Richard Garth, C.J.
1. We think that there is no ground either for setting aside or for staying the criminal proceedings.
2. We consider that the Full Bench decision of this Court in In the matter of the Petition of Bam Prasad Hazra (B. L. E., Sup. Vol., 426; s.c., 5 W. R., Mis., 24) is a direct authority for the position, that where criminal proceedings have been instructed by a District Judge against the parties or their witnesses in course of a civil suit, the High Court has no power to stay those proceedings until the decision of the Judge in the civil suit has been heard upon appeal.
3. As regards the other point, we think that the ruling of the Court in the case of The Queen v. Baijoo Loll (I. L. R., 1 Cal., 450) has been somewhat misunderstood. It seems to be supposed from that ruling, that a Court, either civil or criminal, which has heard a case tried, has no right to institute proceedings under Section 471 of the Criminal Procedure Code against any of the parties concerned in the suit, without first holding an enquiry, and calling upon those parties to show cause why such proceedings should not be taken.
4. We think that this is clearly a mistake. If, in the course of a proceeding, either civil or criminal, a Judge or Magistrate finds clear ground for believing that either the parties to the proceeding or their witnesses have committed perjury, or any other offence against public justice, he is justified in directing criminal proceedings against such persons under Section 471, without any further enquiry than that which he has already held in his own Court.
5. Mr. Justice MACPHERSON in that very case says distinctly, 'If in the course of the civil trial the Judge has before him clear and unmistakable proof of a criminal offence, and if, after the trial is over, he on consideration, thinks it necessary to proceed at once, of course it may be right to do so.'
6. There is, therefore, no ground, as far as we can see, for setting aside the proceedings in this case, upon the ground that the Judge should, before instituting them, have held any other enquiry than that which he had already held in the probate case.
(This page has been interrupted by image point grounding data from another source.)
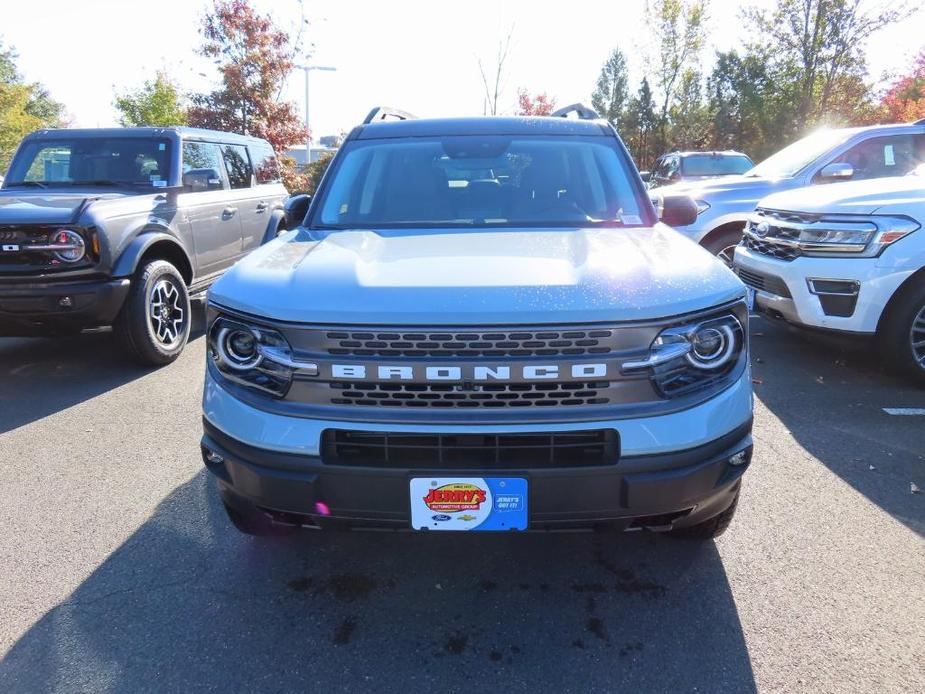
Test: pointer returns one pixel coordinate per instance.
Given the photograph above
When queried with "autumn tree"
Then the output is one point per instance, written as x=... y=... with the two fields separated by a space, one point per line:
x=157 y=103
x=609 y=98
x=538 y=105
x=254 y=57
x=24 y=107
x=904 y=101
x=814 y=50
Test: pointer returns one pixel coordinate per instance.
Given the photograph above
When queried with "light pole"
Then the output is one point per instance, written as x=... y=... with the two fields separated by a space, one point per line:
x=306 y=69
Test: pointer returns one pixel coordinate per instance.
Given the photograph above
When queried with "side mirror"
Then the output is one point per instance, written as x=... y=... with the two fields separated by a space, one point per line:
x=677 y=210
x=295 y=208
x=838 y=171
x=198 y=180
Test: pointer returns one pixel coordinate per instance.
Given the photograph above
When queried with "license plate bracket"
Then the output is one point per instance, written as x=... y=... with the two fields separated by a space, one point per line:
x=468 y=503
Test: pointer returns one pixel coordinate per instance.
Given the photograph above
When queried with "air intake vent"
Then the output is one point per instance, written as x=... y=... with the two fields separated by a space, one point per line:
x=470 y=451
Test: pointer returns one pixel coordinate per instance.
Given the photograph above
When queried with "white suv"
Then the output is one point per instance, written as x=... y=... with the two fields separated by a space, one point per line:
x=849 y=257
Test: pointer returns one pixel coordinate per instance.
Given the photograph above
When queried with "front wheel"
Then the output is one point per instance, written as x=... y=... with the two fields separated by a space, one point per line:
x=902 y=333
x=710 y=528
x=154 y=323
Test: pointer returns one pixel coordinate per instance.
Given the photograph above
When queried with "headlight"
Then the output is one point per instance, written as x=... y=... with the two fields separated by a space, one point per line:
x=67 y=246
x=254 y=356
x=693 y=355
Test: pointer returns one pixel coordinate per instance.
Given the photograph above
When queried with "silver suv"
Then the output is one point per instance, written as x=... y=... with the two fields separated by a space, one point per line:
x=826 y=156
x=121 y=226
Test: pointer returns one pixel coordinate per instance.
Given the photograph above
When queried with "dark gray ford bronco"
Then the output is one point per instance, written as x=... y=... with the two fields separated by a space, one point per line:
x=119 y=227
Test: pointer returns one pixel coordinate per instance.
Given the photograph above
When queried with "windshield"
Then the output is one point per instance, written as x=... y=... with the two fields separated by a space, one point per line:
x=76 y=161
x=482 y=181
x=800 y=154
x=715 y=164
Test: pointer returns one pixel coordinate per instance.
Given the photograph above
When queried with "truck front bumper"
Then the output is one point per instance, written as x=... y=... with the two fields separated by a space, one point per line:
x=49 y=308
x=647 y=487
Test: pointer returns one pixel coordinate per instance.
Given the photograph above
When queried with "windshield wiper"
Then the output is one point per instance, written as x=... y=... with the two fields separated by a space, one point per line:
x=27 y=184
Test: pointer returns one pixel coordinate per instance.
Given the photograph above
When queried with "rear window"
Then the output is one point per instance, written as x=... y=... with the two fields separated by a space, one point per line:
x=92 y=161
x=480 y=181
x=715 y=165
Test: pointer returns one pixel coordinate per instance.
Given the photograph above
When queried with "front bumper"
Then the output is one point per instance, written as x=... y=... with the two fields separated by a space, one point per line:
x=647 y=487
x=788 y=294
x=49 y=308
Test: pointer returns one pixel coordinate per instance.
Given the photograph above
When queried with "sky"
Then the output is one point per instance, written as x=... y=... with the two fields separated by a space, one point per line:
x=418 y=55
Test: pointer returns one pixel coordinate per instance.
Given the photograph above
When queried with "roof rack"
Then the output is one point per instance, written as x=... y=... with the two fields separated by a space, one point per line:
x=584 y=112
x=386 y=112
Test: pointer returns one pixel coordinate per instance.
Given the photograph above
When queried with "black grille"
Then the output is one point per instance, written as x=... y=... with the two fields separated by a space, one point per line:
x=766 y=283
x=493 y=343
x=487 y=395
x=470 y=451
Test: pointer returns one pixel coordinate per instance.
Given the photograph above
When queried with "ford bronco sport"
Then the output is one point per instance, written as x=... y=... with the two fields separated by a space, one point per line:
x=481 y=324
x=120 y=226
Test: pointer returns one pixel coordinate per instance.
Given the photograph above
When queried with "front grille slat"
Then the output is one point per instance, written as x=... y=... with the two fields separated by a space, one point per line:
x=469 y=344
x=470 y=451
x=492 y=395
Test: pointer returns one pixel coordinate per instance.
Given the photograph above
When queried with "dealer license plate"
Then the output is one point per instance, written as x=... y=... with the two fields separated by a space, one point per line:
x=469 y=503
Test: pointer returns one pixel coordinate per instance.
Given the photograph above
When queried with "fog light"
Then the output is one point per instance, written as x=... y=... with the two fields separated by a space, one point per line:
x=739 y=458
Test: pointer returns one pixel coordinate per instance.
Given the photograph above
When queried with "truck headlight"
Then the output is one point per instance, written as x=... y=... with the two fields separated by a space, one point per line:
x=863 y=239
x=254 y=356
x=67 y=246
x=686 y=357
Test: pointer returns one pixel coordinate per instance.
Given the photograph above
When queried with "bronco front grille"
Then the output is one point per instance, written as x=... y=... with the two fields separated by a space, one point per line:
x=470 y=451
x=462 y=396
x=481 y=343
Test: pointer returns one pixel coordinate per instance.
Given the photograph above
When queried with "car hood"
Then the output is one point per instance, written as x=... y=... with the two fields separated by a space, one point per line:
x=439 y=277
x=43 y=207
x=855 y=197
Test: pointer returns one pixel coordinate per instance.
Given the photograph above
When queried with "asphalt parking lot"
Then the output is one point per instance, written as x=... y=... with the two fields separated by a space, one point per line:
x=120 y=572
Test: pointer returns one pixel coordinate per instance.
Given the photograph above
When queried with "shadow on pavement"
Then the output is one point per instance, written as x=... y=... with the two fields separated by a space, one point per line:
x=187 y=604
x=41 y=376
x=831 y=400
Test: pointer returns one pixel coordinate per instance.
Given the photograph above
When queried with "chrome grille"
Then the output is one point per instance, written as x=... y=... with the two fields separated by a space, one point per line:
x=489 y=343
x=462 y=396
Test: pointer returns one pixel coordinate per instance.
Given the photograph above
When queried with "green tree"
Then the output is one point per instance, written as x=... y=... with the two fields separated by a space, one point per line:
x=157 y=103
x=814 y=50
x=679 y=29
x=24 y=107
x=610 y=94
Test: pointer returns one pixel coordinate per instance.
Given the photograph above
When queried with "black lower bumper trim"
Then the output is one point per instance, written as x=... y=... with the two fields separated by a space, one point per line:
x=693 y=485
x=58 y=307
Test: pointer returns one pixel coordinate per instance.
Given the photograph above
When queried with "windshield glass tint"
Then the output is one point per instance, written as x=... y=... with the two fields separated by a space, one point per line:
x=714 y=165
x=92 y=161
x=480 y=181
x=801 y=153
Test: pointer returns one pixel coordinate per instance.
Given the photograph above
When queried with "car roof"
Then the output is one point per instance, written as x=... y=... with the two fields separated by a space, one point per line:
x=480 y=125
x=181 y=131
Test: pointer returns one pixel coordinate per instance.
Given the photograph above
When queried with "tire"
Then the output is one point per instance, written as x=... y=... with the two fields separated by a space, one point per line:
x=710 y=528
x=154 y=323
x=901 y=336
x=256 y=523
x=723 y=246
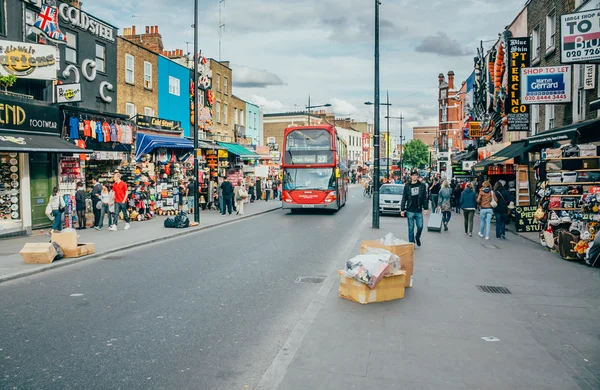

7. At the same time we think that the Judge might well take warning from the very excellent advice which is given to Subordinate Courts by Mr. Justice MACPHEESON in the judgment which we have been quoting. We do not pretend of course to give any opinion as to the merits of this case, but it would certainly seem rather rash to institute criminal proceedings in case where the evidence is all one way, and where an appeal is now pending to this Court. We think that, as a matter of discretion and propriety, the Judge might have waited until the appeal had been heard before he ventured to commit the accused for perjury upon their own uncontradicted statements.